Il violinista Fulvio Luciani racconta l’emozione di aver suonato il violino del virtuoso genovese, l’unico allievo di Paganini, rimasto per troppi anni in silenzio

Il Giornale della Musica, novembre 2013


Quello tra violino e violinista è un ben strano rapporto, in cui entrano pulsioni e necessità. Tutto nasce da come lo si comanda, il violino: direttamente dall’immaginazione più che dal movimento delle dita, e attraverso un canale che corre dalla mente e per il verso opposto, come se lo strumento - che ai violinisti sembra avere una personalità, una coscienza e un suo discernimento - potesse anch’esso influire su chi lo sta suonando.

Ne nascono strani fenomeni, difficili da credere ma che molti dicono di aver notato; uno è che i violini imprigionano il suono di chi li ha suonati.


Qualche mese fa ho suonato a Genova la musica di Camillo Sivori, celeberrimo violinista ottocentesco. Nelle settimane precedenti il concerto si è fatta strada - grazie ai buoni uffici di Stefano Termanini - l’idea di tenere il concerto sul violino che suonava egli stesso e che giace con tutti gli onori nella stessa sala dove è conservato il Cannone di Paganini. Per un verso mi è mancato il fiato: Sivori era un virtuoso, e suonare senza il mio strumento sarebbe stato un bel problema. Per un altro mi è sembrata un’occasione che non si sarebbe ripresentata: se il suono di Sivori era dormiente nel suo violino, forse a suonare la sua musica si sarebbe risvegliato, ed io più di tutti l’avrei potuto riconoscere, perché io solo avrei potuto capire quanto era farina del mio sacco e quanto il violino avrebbe fatto da sé.

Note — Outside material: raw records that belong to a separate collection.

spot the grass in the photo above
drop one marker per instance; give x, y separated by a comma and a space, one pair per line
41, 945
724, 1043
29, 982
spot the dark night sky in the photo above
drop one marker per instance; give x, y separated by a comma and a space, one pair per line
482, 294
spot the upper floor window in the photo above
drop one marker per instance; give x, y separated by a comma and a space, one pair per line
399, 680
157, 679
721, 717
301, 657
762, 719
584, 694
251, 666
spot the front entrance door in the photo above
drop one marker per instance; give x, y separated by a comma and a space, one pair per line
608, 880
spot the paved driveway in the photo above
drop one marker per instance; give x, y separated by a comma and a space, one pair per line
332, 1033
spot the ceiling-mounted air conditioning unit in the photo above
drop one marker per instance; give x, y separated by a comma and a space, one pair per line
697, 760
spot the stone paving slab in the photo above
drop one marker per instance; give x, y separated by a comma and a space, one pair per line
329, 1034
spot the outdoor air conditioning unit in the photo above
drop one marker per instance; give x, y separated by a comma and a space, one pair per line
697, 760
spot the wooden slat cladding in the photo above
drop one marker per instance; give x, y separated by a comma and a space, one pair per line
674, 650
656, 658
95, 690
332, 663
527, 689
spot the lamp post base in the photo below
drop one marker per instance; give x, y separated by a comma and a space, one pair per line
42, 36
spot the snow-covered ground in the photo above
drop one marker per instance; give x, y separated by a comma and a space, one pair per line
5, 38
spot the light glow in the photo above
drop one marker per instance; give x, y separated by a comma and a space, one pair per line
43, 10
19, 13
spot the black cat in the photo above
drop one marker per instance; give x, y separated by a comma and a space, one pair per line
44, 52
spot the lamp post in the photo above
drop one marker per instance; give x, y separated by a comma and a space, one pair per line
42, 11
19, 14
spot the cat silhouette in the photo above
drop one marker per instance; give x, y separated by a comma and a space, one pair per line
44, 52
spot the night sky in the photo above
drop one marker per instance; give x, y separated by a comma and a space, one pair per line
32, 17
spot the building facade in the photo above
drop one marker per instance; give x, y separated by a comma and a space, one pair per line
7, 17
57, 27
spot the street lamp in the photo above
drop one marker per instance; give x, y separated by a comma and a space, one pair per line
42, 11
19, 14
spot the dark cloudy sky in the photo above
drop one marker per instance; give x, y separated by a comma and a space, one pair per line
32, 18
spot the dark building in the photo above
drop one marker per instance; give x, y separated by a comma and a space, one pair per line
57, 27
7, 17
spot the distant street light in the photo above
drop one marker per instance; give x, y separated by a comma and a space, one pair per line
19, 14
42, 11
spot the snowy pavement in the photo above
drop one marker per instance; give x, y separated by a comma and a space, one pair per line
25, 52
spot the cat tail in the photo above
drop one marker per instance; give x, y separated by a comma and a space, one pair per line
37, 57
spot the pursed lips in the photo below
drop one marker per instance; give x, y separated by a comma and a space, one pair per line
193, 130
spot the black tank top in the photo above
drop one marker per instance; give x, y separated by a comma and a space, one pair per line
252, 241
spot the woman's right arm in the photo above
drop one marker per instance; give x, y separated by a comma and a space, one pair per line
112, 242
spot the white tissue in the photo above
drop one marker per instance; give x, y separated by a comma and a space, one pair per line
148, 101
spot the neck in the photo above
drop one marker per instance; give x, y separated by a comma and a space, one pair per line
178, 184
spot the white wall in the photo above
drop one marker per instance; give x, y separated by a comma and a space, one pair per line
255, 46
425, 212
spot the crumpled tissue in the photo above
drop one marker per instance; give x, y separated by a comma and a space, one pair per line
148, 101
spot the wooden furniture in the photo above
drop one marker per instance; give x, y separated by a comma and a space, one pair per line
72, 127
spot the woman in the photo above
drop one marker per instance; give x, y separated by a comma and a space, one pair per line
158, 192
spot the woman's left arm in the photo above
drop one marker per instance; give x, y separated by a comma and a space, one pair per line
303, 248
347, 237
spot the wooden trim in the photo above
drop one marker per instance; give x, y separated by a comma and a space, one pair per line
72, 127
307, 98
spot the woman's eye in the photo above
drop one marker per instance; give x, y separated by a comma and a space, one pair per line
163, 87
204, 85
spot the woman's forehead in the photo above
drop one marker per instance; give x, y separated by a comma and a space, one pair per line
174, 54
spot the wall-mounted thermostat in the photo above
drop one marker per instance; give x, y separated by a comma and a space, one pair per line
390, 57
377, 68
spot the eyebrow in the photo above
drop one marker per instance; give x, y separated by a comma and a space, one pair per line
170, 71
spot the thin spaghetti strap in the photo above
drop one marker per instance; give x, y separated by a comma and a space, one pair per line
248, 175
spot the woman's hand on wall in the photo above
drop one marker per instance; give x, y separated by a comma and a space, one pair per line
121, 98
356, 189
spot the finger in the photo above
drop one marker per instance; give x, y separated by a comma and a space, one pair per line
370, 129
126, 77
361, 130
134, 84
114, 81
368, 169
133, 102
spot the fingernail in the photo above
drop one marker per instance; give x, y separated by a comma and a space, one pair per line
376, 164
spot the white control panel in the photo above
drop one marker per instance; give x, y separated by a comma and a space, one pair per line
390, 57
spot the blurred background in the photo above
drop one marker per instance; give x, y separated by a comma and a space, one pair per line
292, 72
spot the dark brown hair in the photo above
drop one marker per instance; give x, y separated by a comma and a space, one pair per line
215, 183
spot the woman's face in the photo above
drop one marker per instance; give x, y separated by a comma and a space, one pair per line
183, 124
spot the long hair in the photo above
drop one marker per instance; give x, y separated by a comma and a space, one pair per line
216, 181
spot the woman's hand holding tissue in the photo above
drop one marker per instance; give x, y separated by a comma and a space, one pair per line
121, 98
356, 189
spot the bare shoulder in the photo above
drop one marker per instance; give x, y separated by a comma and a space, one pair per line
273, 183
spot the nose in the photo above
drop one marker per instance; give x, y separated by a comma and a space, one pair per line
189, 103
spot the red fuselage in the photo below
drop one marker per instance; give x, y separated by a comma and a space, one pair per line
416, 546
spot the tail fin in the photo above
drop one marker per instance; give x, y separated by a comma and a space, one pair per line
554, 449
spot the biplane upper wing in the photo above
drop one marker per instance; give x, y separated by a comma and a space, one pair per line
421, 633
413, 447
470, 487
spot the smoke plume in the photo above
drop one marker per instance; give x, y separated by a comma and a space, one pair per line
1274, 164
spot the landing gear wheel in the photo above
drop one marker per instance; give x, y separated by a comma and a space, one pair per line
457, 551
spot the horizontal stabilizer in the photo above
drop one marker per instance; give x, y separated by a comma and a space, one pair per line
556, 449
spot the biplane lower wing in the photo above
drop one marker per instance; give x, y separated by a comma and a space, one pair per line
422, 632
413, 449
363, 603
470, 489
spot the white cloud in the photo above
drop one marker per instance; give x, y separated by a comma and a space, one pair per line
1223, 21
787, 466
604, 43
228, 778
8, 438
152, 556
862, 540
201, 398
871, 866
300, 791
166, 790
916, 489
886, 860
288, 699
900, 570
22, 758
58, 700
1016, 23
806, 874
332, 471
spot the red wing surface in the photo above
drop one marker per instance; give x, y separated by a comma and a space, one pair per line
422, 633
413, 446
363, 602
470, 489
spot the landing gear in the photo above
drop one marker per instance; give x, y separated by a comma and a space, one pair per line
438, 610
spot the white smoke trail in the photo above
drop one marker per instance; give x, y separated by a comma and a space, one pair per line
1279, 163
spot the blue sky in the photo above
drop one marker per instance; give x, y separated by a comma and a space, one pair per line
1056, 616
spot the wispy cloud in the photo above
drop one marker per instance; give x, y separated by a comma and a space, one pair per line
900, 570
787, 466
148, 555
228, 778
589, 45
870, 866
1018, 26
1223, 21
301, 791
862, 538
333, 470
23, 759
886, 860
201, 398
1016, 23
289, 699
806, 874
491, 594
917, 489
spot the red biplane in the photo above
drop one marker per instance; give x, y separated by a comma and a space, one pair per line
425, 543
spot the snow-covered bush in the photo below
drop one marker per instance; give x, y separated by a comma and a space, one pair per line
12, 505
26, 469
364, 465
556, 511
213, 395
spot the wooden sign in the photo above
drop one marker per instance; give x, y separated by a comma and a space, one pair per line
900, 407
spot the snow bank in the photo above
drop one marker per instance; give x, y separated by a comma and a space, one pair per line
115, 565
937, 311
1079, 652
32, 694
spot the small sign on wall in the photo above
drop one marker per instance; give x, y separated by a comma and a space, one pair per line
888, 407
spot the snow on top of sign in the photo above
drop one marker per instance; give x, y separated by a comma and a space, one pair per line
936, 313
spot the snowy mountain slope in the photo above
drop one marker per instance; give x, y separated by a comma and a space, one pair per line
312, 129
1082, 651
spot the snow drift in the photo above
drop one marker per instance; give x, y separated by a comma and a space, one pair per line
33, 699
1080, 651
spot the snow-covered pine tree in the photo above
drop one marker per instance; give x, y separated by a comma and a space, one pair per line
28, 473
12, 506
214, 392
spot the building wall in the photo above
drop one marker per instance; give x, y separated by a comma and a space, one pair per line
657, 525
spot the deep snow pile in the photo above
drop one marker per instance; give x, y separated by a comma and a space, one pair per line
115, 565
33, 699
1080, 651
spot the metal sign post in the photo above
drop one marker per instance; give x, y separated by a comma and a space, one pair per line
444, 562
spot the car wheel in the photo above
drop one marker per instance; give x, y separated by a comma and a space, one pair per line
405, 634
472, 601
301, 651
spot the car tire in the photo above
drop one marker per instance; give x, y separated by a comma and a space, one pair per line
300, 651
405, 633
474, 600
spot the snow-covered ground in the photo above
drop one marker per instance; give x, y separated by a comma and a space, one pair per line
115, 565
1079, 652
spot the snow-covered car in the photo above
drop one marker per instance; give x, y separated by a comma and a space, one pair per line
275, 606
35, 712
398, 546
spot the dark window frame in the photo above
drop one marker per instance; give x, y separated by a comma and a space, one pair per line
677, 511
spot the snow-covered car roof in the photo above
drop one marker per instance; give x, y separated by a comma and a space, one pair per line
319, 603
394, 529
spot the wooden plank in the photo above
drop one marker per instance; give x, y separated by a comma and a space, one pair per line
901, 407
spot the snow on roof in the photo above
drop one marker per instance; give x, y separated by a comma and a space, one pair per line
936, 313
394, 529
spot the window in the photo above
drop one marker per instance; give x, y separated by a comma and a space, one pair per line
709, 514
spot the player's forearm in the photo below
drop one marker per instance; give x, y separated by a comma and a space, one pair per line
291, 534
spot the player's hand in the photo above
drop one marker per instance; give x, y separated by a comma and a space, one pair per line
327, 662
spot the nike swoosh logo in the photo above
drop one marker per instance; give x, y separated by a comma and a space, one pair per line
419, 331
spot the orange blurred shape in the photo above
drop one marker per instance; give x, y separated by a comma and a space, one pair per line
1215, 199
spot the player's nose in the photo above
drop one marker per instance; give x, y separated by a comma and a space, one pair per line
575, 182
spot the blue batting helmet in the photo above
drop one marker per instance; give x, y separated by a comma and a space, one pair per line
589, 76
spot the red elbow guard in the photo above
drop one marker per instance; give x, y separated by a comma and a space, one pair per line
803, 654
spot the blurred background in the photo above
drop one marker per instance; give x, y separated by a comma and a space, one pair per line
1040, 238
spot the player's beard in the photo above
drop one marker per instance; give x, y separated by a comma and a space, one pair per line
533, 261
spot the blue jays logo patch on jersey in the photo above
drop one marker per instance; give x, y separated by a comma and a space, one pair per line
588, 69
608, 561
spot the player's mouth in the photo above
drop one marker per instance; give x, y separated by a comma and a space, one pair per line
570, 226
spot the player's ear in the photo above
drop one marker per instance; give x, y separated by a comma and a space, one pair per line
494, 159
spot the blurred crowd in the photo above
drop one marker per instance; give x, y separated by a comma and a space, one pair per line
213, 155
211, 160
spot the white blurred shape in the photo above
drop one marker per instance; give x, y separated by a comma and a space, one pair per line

Con questi pensieri mi sono presentato alla prima prova, a Palazzo Tursi, emozionato non solo all’idea di suonare il violino di Sivori ma anche al pensiero che l’avrei fatto sotto al naso di quello di Paganini.


C’è sempre una certa sensazione di indiscrezione a prendere in mano un violino non proprio, almeno per me: si sa che non ci si potrà limitare ad un incontro formale e l’inizio è sempre un po’ imbarazzante. Così, le prime note sul Sivori sono state un po’ deludenti: non so quanti anni fossero che non veniva suonato e la prima impressione è stata di una certa goffaggine. Forse era ruggine, o semplicemente troppe aspettative. Ma ho dovuto subito smettere di pensare: il tempo a disposizione aveva un limite preciso e bisognava farsi un’idea dello stato del violino, decidere se e come intervenire insieme al liutaio conservatore Bruce Carlson, e provare tutto il programma, anche senza il pianoforte, per rendersi conto delle reazioni sue e mie.

Prima, mi sono trovato un angolo della Sala Giunta Vecchia - dove il violino mi è stato fatto trovare - per iniziare a guardarci dritto negli occhi, lui ed io. Poi, ho chiesto di trasferirci nell’adiacente Salone di Rappresentanza - dove il concerto si sarebbe tenuto - e abbiamo provato a fare sul serio, sempre sotto lo sguardo vigile delle persone che del violino hanno la responsabilità.

Una volta in sala, poco alla volta il torpore è svanito, il suono ha iniziato a correre potente e mi è sembrato di avere tra le mani un giovanotto, pieno di vita e di voglia di suonare, partecipe dell’avventura.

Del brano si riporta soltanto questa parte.